Ok google drive and permalink etc is all Hebrew to me but I’m learning. A little over a year ago I had no idea any of this existed. Now I’m making pedals and figuring out photoshop and wet slides etc. I’ll check into the google drive permalink thing and see if I can get that one under my belt. My wife said she’s starting to see a lot of smoke coming out of my ears lately.


----------



## benny_profane (May 17, 2020)

dlazzarini said:


> Ok google drive and permalink etc is all Hebrew to me but I’m learning. A little over a year ago I had no idea any of this existed. Now I’m making pedals and figuring out photoshop and wet slides etc. I’ll check into the google drive permalink thing and see if I can get that one under my belt. My wife said she’s starting to see a lot of smoke coming out of my ears lately.


No worries at all! You’ve done more than enough already! The measurements are great and should do the job just fine.

If you are interested in working out google docs, I’d be happy to help though.


----------



## dlazzarini (May 18, 2020)

benny_profane said:


> No worries at all! You’ve done more than enough already! The measurements are great and should do the job just fine.
> 
> If you are interested in working out google docs, I’d be happy to help though.


----------



## dlazzarini (May 18, 2020)

I am interested. I’ll look into it tomorrow. Any questions I have I’ll shoot your way


----------



## dlazzarini (May 18, 2020)

benny_profane said:


> No worries at all! You’ve done more than enough already! The measurements are great and should do the job just fine.
> 
> If you are interested in working out google docs, I’d be happy to help though.

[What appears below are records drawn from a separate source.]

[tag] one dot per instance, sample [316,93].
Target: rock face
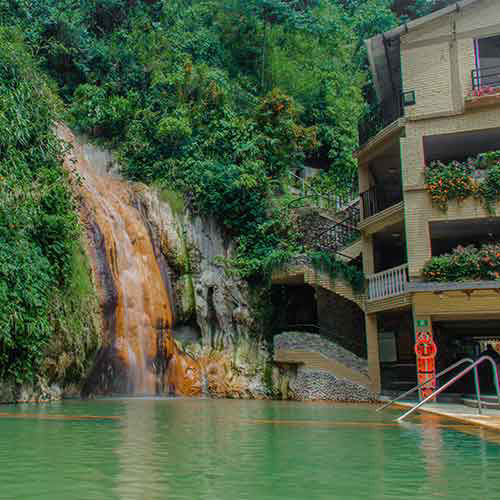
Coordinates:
[214,322]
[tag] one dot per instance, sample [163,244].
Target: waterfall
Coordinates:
[139,355]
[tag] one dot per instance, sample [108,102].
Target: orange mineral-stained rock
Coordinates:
[184,375]
[134,297]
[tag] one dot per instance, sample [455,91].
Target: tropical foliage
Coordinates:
[478,176]
[215,100]
[39,234]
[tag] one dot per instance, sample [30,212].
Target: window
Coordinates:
[387,347]
[487,53]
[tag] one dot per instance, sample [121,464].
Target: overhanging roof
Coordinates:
[383,49]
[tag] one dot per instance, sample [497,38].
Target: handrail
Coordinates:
[423,384]
[465,371]
[485,77]
[387,283]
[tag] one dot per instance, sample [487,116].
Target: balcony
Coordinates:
[376,200]
[388,283]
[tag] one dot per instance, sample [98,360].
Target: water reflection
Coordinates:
[221,450]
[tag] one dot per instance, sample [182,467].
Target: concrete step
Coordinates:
[486,402]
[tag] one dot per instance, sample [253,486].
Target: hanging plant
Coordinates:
[479,177]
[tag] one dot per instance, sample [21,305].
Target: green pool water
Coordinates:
[213,449]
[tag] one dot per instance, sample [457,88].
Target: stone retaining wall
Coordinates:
[320,385]
[301,341]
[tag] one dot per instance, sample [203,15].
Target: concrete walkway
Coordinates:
[489,418]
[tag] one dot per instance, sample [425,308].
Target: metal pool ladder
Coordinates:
[472,366]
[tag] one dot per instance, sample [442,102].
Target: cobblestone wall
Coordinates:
[301,341]
[319,385]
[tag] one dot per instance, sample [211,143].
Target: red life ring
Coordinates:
[422,346]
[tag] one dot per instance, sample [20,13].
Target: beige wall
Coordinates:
[438,57]
[419,210]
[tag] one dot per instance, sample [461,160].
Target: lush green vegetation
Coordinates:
[215,100]
[465,264]
[40,257]
[478,176]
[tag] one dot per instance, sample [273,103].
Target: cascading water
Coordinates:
[140,356]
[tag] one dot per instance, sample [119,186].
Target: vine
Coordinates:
[460,180]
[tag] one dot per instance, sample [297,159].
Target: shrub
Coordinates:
[455,180]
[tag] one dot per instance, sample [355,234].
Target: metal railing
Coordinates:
[426,383]
[485,77]
[337,235]
[308,195]
[388,283]
[450,382]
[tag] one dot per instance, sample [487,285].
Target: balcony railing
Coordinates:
[388,283]
[486,77]
[375,200]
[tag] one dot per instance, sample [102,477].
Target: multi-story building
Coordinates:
[438,82]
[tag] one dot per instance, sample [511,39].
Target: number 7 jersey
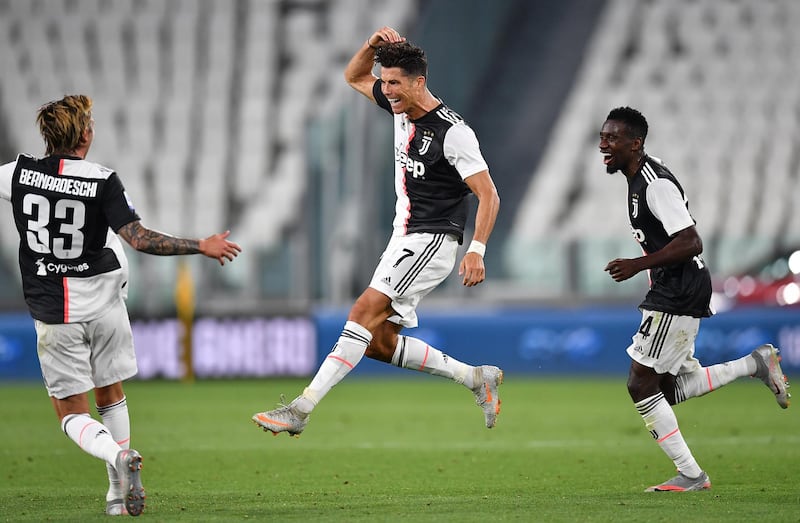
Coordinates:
[66,211]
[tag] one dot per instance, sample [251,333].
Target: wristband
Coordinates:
[477,247]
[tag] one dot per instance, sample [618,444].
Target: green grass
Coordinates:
[409,450]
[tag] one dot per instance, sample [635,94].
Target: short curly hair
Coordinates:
[62,122]
[408,57]
[633,120]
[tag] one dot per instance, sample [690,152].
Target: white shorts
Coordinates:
[411,266]
[77,357]
[665,343]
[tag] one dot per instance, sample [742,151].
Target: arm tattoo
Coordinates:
[153,242]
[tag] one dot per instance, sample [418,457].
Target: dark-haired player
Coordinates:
[438,163]
[664,371]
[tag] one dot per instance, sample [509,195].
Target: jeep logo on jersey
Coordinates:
[409,165]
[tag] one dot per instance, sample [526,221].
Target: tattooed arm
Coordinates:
[153,242]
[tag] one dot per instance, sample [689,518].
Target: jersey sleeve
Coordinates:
[667,204]
[6,175]
[380,98]
[117,206]
[462,150]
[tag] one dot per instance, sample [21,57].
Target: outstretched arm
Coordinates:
[472,267]
[153,242]
[358,72]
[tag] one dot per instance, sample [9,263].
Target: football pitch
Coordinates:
[409,450]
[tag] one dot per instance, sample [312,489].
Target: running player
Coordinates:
[438,163]
[664,371]
[75,279]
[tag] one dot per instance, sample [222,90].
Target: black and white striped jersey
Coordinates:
[66,211]
[658,209]
[433,156]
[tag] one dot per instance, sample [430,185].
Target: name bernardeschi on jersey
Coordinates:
[63,185]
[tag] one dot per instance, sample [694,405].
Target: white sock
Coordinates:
[707,379]
[660,420]
[415,354]
[91,436]
[115,417]
[345,355]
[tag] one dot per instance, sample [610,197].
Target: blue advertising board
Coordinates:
[576,341]
[531,341]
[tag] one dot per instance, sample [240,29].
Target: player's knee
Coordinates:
[379,350]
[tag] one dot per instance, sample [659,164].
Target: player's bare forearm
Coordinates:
[153,242]
[483,187]
[358,72]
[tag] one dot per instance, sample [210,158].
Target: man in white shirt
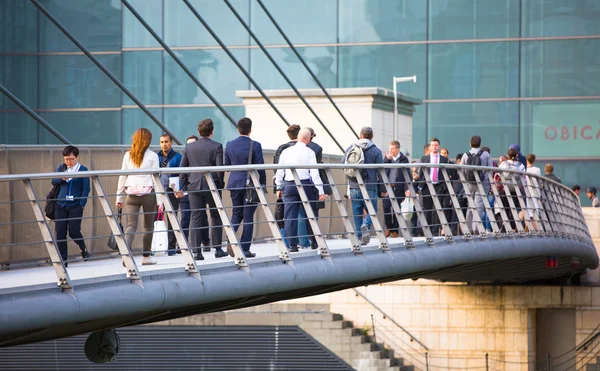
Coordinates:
[298,154]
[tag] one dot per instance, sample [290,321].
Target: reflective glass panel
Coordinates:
[473,70]
[135,34]
[470,19]
[182,28]
[73,81]
[96,24]
[455,123]
[143,76]
[561,129]
[83,127]
[304,22]
[375,66]
[382,20]
[213,68]
[321,60]
[560,68]
[560,18]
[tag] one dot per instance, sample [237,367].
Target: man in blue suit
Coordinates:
[237,152]
[71,200]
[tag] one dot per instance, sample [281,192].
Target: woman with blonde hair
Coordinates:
[137,191]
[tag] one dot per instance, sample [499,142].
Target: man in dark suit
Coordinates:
[237,152]
[398,183]
[204,152]
[438,181]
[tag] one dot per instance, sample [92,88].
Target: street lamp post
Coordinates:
[396,81]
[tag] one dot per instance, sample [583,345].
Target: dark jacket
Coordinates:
[372,155]
[236,153]
[175,161]
[203,152]
[426,160]
[79,188]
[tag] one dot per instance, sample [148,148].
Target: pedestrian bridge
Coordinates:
[536,233]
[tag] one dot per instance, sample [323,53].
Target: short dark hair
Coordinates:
[293,131]
[366,132]
[244,126]
[206,128]
[71,150]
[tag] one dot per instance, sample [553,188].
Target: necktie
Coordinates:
[434,170]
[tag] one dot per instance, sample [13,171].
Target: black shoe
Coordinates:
[220,253]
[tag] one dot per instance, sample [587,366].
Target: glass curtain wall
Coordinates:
[512,71]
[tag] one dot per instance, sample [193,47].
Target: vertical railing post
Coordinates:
[133,272]
[312,219]
[383,244]
[186,252]
[337,198]
[284,253]
[64,282]
[240,258]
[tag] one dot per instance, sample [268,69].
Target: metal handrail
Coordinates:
[385,315]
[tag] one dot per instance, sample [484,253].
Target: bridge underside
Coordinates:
[168,292]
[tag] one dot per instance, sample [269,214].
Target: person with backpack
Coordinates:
[363,151]
[168,157]
[476,157]
[70,202]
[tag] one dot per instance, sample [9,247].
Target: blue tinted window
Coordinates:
[362,66]
[143,76]
[135,34]
[96,24]
[560,18]
[73,81]
[16,127]
[18,26]
[182,28]
[83,127]
[561,129]
[321,60]
[382,20]
[135,118]
[184,121]
[470,19]
[455,123]
[304,22]
[560,68]
[473,70]
[213,68]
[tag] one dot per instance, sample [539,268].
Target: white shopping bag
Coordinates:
[160,238]
[407,208]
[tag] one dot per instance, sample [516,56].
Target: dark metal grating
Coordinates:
[185,348]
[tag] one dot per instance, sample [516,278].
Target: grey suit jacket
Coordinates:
[204,152]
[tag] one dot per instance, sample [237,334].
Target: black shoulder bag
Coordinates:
[251,195]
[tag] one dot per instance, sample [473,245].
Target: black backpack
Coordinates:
[51,198]
[474,160]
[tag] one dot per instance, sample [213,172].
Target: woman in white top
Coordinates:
[513,164]
[137,191]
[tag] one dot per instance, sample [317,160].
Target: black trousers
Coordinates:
[199,200]
[68,220]
[391,222]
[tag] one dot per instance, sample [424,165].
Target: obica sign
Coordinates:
[566,130]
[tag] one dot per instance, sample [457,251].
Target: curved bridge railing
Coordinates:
[445,230]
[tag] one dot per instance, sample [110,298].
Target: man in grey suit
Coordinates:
[204,152]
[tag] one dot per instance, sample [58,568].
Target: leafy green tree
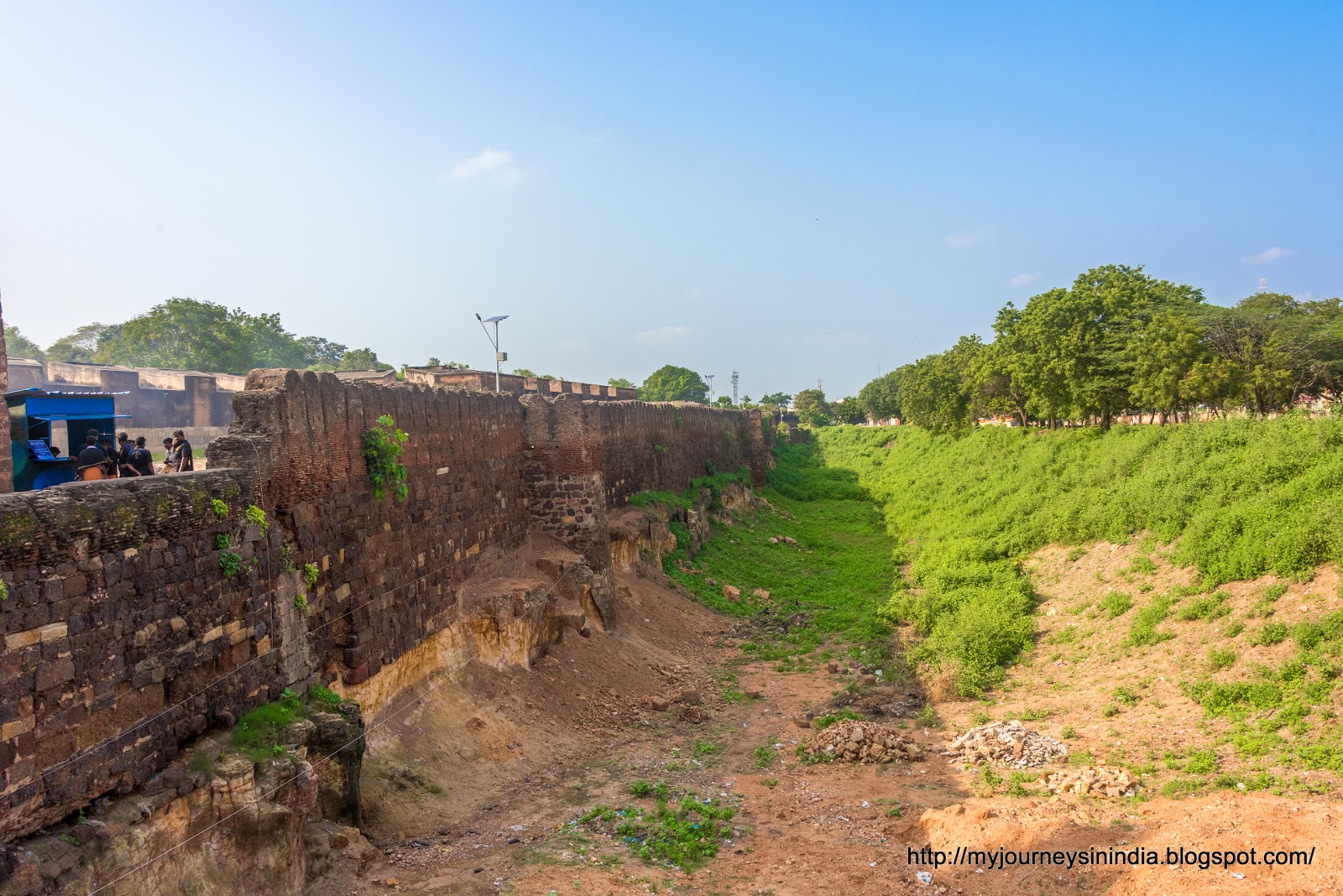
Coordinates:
[1163,353]
[849,411]
[180,333]
[270,345]
[1213,383]
[675,384]
[321,353]
[1280,347]
[937,389]
[881,398]
[80,346]
[812,408]
[20,346]
[1107,307]
[362,360]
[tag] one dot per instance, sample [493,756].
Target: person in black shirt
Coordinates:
[91,461]
[140,461]
[124,448]
[105,443]
[181,448]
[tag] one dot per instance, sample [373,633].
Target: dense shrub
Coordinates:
[1244,497]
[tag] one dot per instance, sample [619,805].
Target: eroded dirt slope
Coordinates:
[480,790]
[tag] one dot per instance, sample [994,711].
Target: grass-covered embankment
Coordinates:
[837,575]
[1242,497]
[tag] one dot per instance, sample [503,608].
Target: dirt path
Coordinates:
[478,792]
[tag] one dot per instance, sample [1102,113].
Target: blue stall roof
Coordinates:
[50,416]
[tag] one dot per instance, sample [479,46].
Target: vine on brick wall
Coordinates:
[383,447]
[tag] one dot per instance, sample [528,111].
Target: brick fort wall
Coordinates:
[124,638]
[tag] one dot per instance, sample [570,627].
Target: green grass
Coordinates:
[1143,629]
[259,732]
[1116,604]
[1205,608]
[1242,497]
[839,577]
[677,829]
[1221,659]
[823,721]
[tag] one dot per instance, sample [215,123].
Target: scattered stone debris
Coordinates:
[1006,743]
[1095,781]
[864,742]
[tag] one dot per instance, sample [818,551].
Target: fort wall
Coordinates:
[124,636]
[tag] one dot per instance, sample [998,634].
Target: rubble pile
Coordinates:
[1092,781]
[853,741]
[1006,743]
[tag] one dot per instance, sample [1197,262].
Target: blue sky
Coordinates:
[794,190]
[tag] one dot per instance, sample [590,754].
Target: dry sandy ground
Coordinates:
[480,788]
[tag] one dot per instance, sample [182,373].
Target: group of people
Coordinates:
[100,459]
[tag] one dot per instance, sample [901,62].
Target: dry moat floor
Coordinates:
[497,784]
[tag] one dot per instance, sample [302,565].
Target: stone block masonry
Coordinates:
[7,461]
[124,638]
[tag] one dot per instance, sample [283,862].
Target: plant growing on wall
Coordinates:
[257,517]
[383,447]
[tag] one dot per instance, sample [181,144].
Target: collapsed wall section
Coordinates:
[127,633]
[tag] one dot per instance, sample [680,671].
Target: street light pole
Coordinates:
[494,341]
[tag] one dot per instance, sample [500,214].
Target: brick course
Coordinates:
[123,638]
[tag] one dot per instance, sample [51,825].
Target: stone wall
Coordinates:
[124,638]
[7,461]
[514,384]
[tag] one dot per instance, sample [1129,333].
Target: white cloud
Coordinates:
[664,336]
[1269,255]
[974,237]
[490,160]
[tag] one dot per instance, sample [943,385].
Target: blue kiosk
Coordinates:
[47,431]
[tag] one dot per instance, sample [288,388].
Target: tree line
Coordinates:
[1121,342]
[196,336]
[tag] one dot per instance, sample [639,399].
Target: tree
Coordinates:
[270,345]
[1163,353]
[812,408]
[849,411]
[320,353]
[937,389]
[675,384]
[20,346]
[1280,347]
[180,333]
[80,346]
[362,360]
[881,398]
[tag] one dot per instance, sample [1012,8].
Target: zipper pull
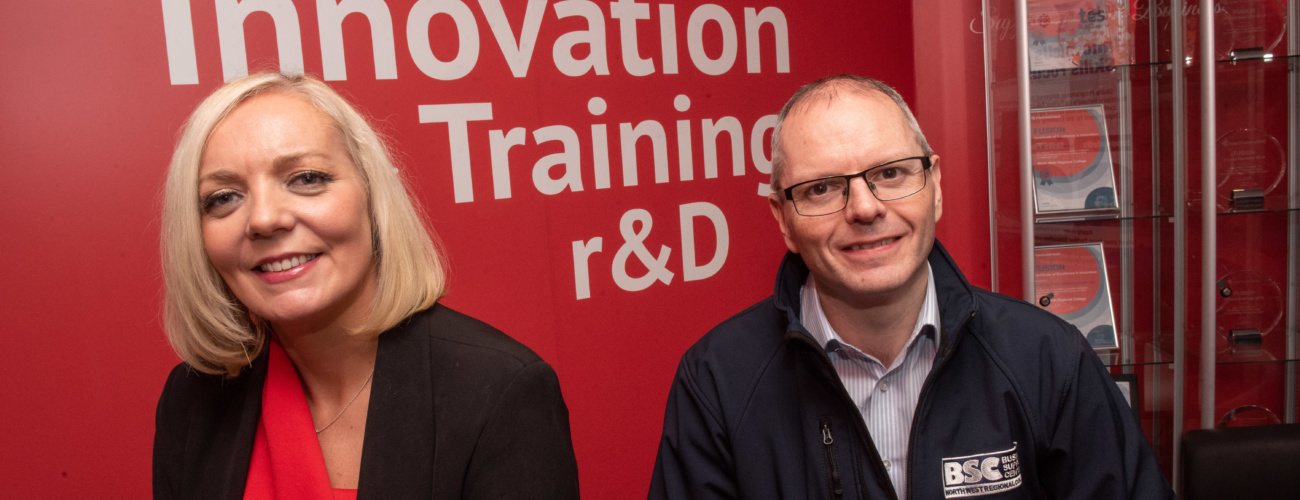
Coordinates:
[827,439]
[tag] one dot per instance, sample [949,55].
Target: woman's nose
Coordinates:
[268,213]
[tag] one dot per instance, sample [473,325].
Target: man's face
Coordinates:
[872,251]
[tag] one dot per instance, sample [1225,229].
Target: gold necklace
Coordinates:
[349,403]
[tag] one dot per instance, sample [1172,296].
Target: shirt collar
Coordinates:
[814,318]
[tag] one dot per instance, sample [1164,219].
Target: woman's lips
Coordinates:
[282,269]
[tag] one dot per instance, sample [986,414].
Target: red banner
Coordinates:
[594,170]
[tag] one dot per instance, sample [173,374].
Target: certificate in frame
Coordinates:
[1071,283]
[1066,34]
[1071,160]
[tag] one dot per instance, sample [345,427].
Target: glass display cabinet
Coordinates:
[1143,185]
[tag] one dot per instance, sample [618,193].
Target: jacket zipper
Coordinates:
[828,446]
[869,446]
[922,403]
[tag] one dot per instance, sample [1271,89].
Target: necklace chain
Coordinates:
[349,403]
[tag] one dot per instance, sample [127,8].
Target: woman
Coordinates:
[302,294]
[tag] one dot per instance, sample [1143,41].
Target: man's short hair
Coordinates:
[206,324]
[830,87]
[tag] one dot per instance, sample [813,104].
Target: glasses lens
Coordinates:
[820,196]
[897,179]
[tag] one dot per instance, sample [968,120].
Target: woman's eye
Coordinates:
[310,179]
[219,203]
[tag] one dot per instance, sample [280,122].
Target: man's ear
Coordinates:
[939,191]
[778,205]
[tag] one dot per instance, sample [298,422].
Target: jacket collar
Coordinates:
[956,295]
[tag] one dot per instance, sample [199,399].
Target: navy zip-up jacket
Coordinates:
[1017,405]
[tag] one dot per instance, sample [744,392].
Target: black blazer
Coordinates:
[458,411]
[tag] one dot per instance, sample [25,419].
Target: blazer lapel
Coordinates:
[222,456]
[397,457]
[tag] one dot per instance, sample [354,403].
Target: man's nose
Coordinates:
[862,204]
[268,213]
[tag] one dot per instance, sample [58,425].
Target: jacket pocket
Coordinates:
[832,466]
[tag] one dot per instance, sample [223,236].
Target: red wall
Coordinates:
[89,114]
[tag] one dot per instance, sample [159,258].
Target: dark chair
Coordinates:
[1256,462]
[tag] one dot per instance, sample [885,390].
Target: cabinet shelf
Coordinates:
[1182,268]
[1057,220]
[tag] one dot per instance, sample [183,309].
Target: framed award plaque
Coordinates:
[1071,160]
[1071,283]
[1249,307]
[1066,34]
[1253,27]
[1251,165]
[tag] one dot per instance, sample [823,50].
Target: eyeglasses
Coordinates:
[892,181]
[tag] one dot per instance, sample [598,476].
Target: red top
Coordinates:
[286,457]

Template worked out great today. There’s even a little wiggle room to to move the jacks a smidge further away from the bottoms of the pots. You can also move the PCB a touch closer to the footswitch with the smaller pcb’s. The dust covers make getting the input jack a little tricky to get in. I’m not going to use the dust covers anyways because I don’t think it’s necessary on those two pots. I just wanted to see if the jacks would still fit. I had an old integral sitting around that I never got around to boxing.


----------